Janet Babin, Economic Development Reporter, WNYC News
Janet Babin is a reporter at WNYC covering economic development.
Subways and buses are still running in New York City - despite the lack of a contract between about 34-thousand New York City Transport Workers Union Local 100 members and their employer, the Metropolitan Transit Authority.
Neither side offered an update, as talks continued Tuesday to reach an agreement. The union contract expired Sunday.
But sources close to the negotiations say the MTA is pushing for a 5-year collective bargaining agreement, while the union wants a shorter term. Until the early 1980’s the union and the MTA usually made 2 year agreements. Then the contracts got longer. The Union opposes longer contracts that might cut its members out of any increases.
Other sticking points include heath care and wage increases. The union wants raises to match the increasing cost of living, while the MTA wants to keep payroll costs down, as part of statewide budget cuts.

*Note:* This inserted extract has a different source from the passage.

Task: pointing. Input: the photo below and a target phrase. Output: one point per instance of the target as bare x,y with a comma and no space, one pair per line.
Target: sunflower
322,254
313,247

Healthcare is another point of contention. The MTA wants union members to pay more for their healthcare, to counter spiraling health expenses. The union says the increases add up to between $4,500 and $5,000-dollars per year out of pocket for workers. That translates to lost earnings for middle class workers, the union said.
The negotiations could drag on; the MTA laid off about 1,000 workers in 2010, and the workforce is pretty spare. MTA is not expected to lay off more workers this year. At some point, both sides could declare an impasse, and arbitration would have to take place.
The last transit workers strike was in December, 2005. It lasted three days and stranded millions of people, stuck without subway and bus service.